Doveva convertirsi all’Islam e per questo è stata picchiata per anni dal marito marocchino. A denunciarlo una donna italiana, fuggita con i figlia dalla Lombardia nel Lazio. Per l’uomo, il gip di Busto Arsizio, in provincia di Varese, ha disposto il divieto di avvicinarsi alla moglie.

Denunciato un 35enne marocchino

La vicenda è venuta alla luce quando la donna, sfuggita alla morsa del marito, si è rifugiata in casa di parenti in un comune del Lazio portando con sé i due figli in tenera età. Tutti quei chilometri di distanza le hanno dato la forza di raccontare le vessazioni subite in silenzio da tempo e alle quali dovevano assistere anche i bambini.

Marocchino disoccupato e devoto all’Islam

Subito dopo il matrimonio e la nascita dei figli, «l’uomo ha iniziato a frequentare il centro di preghiera islamico più vicino pretendendo che anche la moglie si convertisse alla religione musulmana e ne seguisse rigidamente i precetti iniziando con l’indossare il velo». Inoltre, essendo disoccupato, «esercitava un ferreo controllo sulle entrate della moglie riservando le spese familiari alle sue esigenze come il consumo di alcol e cannabis», secondo il racconto fatto agli agenti.

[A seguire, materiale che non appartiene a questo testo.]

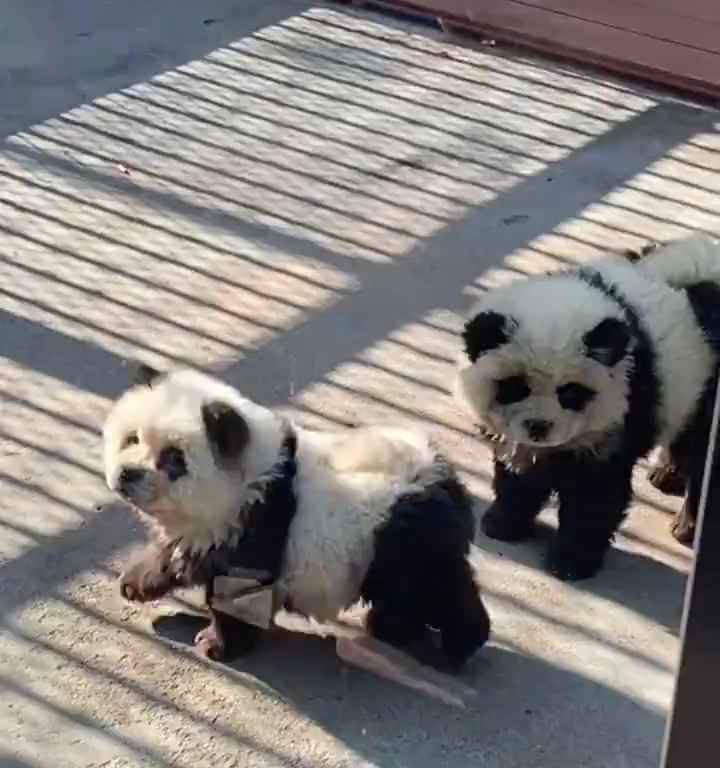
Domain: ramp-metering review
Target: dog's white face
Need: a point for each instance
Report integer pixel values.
(546, 362)
(175, 447)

Il cittadino marocchino indagato per maltrattamenti

Alle resistenze opposte dalla donna, il coniuge replicava con botte, insulti e minacce di morte, pronunciate anche impugnando un coltello e causando alla vittima lesioni che la donna spiegava con incidenti domestici. L’attività di riscontro effettuata insieme dalla questura di Varese, dai commissariati di Busto Arsizio e Gallarate e dai carabinieri di Albizzate ha portato la procura a contestare il reato di maltrattamenti nei confronti di familiari, aggravati dall’essere stati commessi alla presenza dei bambini e a richiedere, ottenendola, la misura cautelare.